Just by way of reminder: The resolution requested the High Commissioner’s Office “to cooperate with the Government of the Marshall Islands in the field of human rights and to provide technical assistance and capacity-building to the National Nuclear Commission of the Marshall Islands in advancing its national strategy for nuclear justice and determining its technical assistance and capacity-building needs to pursue transitional justice in its efforts to address the nuclear legacy.” It further requested the Office “to prepare a report on addressing the challenges and barriers to the full realization and enjoyment of the human rights of the people of the Marshall Islands, stemming from the State’s nuclear legacy, to be followed by an enhanced interactive dialogue, with the participation of the National Nuclear Commission of the Marshall Islands”.
The High Commissioner’s report is the product of extensive research and consultations with, inter alia, member States, experts, UN system partners and the authorities and people of the Marshall Islands.
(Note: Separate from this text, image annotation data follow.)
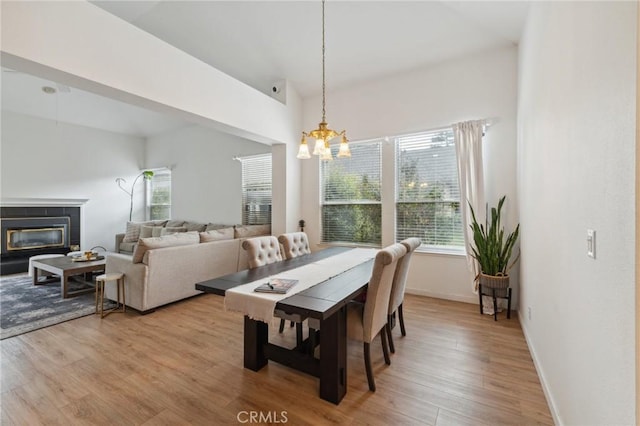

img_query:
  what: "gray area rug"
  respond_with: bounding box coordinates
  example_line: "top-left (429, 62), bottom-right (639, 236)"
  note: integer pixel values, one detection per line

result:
top-left (0, 274), bottom-right (106, 340)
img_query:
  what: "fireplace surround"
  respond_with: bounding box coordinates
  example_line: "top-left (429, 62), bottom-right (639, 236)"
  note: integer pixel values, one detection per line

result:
top-left (0, 206), bottom-right (80, 275)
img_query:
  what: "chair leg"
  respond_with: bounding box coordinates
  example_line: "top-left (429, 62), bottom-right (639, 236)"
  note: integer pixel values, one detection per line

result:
top-left (491, 288), bottom-right (498, 321)
top-left (398, 302), bottom-right (407, 336)
top-left (364, 343), bottom-right (376, 392)
top-left (382, 315), bottom-right (396, 354)
top-left (380, 327), bottom-right (391, 365)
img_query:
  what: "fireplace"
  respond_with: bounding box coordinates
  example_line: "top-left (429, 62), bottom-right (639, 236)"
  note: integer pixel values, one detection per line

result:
top-left (2, 217), bottom-right (71, 253)
top-left (0, 206), bottom-right (80, 275)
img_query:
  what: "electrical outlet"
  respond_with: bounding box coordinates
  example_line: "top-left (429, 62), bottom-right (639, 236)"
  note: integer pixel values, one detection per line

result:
top-left (587, 229), bottom-right (596, 259)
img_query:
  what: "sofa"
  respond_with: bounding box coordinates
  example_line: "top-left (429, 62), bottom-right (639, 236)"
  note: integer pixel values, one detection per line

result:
top-left (105, 223), bottom-right (271, 314)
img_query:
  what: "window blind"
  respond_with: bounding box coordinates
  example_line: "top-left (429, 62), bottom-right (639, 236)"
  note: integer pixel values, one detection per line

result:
top-left (149, 169), bottom-right (171, 220)
top-left (241, 154), bottom-right (272, 225)
top-left (396, 129), bottom-right (464, 250)
top-left (320, 141), bottom-right (382, 245)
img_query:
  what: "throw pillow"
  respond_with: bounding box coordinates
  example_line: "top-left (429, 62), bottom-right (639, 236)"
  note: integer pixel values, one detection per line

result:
top-left (233, 225), bottom-right (271, 238)
top-left (132, 232), bottom-right (200, 263)
top-left (200, 228), bottom-right (233, 243)
top-left (204, 223), bottom-right (233, 232)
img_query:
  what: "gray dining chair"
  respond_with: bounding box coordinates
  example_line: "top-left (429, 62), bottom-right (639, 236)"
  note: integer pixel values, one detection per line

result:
top-left (278, 232), bottom-right (313, 333)
top-left (242, 235), bottom-right (302, 347)
top-left (347, 243), bottom-right (407, 392)
top-left (386, 238), bottom-right (422, 353)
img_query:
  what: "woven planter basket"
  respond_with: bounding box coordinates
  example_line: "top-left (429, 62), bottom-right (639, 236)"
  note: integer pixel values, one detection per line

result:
top-left (479, 273), bottom-right (509, 297)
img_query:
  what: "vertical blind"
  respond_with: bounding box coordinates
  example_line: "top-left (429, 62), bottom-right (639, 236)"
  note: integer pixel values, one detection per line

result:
top-left (148, 169), bottom-right (171, 220)
top-left (320, 141), bottom-right (382, 245)
top-left (396, 129), bottom-right (464, 249)
top-left (241, 154), bottom-right (272, 225)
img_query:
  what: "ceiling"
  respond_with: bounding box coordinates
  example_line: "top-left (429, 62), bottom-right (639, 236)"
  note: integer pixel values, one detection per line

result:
top-left (2, 0), bottom-right (528, 137)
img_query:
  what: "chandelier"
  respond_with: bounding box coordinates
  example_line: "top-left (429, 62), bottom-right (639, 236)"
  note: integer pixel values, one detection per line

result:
top-left (297, 0), bottom-right (351, 160)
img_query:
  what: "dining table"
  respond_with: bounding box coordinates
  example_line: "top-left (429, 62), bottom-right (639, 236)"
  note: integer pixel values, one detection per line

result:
top-left (195, 247), bottom-right (378, 404)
For the past year, OHCHR has conducted workshops, meetings and consultations in close cooperation with the National Nuclear Commission, as well as with traditional leaders, students, researchers, religious institutions, CSOs and journalists, as well as also other Marshallese and United States government officials. Activities were held in Majuro and Kwajalein Atolls in the Marshall Islands; and elsewhere around the Pacific and the world both virtually and in-person.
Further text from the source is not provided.